Where qwen3-coder:30b matches or beats cloud models:

  • Single-file refactors and rewrites
  • Test generation from existing code
  • Documentation and comment generation
  • Code review and explaining what code does
  • SQL queries, shell scripts, configuration files
  • Repetitive boilerplate

Where frontier models still have an edge:

  • Multi-file architecture changes requiring deep cross-file reasoning
  • Tasks requiring the model to hold very large context simultaneously (though 256K helps significantly)
  • Novel algorithm design in complex domains
  • Catching subtle security vulnerabilities in unfamiliar code patterns

Operational considerations:

  • First inference after loading the model takes a few seconds. Subsequent calls are fast.
  • If your Mac goes to sleep, Ollama suspends. You may want to keep "Prevent computer from sleeping" on while working.
  • The Ollama server is unauthenticated by default. Keep it on your LAN only — do not expose port 11434 to the internet.

A Note on Model Selection for Other Tasks

If qwen3-coder:30b is not the right fit for a specific task, here is when to switch:

  • Vision tasks (screenshots, diagrams in context): use qwen3.6:35b — it has multimodal support.
  • Heavy function/tool calling in agentic workflows: gpt-oss:20b has more reliable structured output.
  • Math or formal reasoning: gemma4:27b has strong performance on reasoning benchmarks.
  • Chain-of-thought problems where you want to see the reasoning trace: deepseek-r1:70b (needs 45+ GB free RAM).

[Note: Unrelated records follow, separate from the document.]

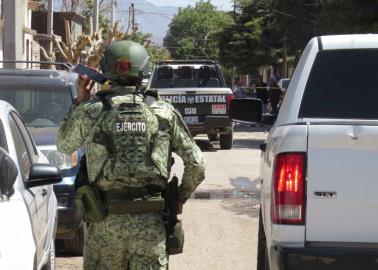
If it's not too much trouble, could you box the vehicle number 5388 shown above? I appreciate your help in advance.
[184,108,197,115]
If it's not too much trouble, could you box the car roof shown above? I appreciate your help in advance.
[0,100,16,115]
[158,59,218,65]
[318,34,378,50]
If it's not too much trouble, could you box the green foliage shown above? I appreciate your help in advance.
[317,0,378,34]
[126,32,170,64]
[164,1,232,59]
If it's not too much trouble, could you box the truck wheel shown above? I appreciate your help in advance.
[257,210,269,270]
[207,133,218,142]
[63,223,87,256]
[219,131,233,149]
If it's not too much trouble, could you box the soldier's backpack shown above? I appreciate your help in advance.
[93,94,160,187]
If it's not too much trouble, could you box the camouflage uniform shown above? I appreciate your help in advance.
[57,87,204,270]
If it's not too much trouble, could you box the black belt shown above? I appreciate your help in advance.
[100,185,163,202]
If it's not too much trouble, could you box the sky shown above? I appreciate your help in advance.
[145,0,233,10]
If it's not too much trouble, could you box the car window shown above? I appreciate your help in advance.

Switching models in Ollama is instant — just pull the model and update the model field in your config.


Conclusion

Replacing cloud APIs with a local Ollama server is a one-afternoon project that delivers permanent benefits: no cost, no data exposure, no rate limits. The setup is three configuration files and two environment variables.

qwen3-coder:30b is capable enough that you will not miss the cloud for most coding work. When you do need frontier-level reasoning, the cloud is still there — but now it is opt-in, not the default.

The key insight is that your hardware, your code, and your workflow should stay under your control. The tools were always willing to connect to any compatible endpoint. Now you know how to give them one that you own.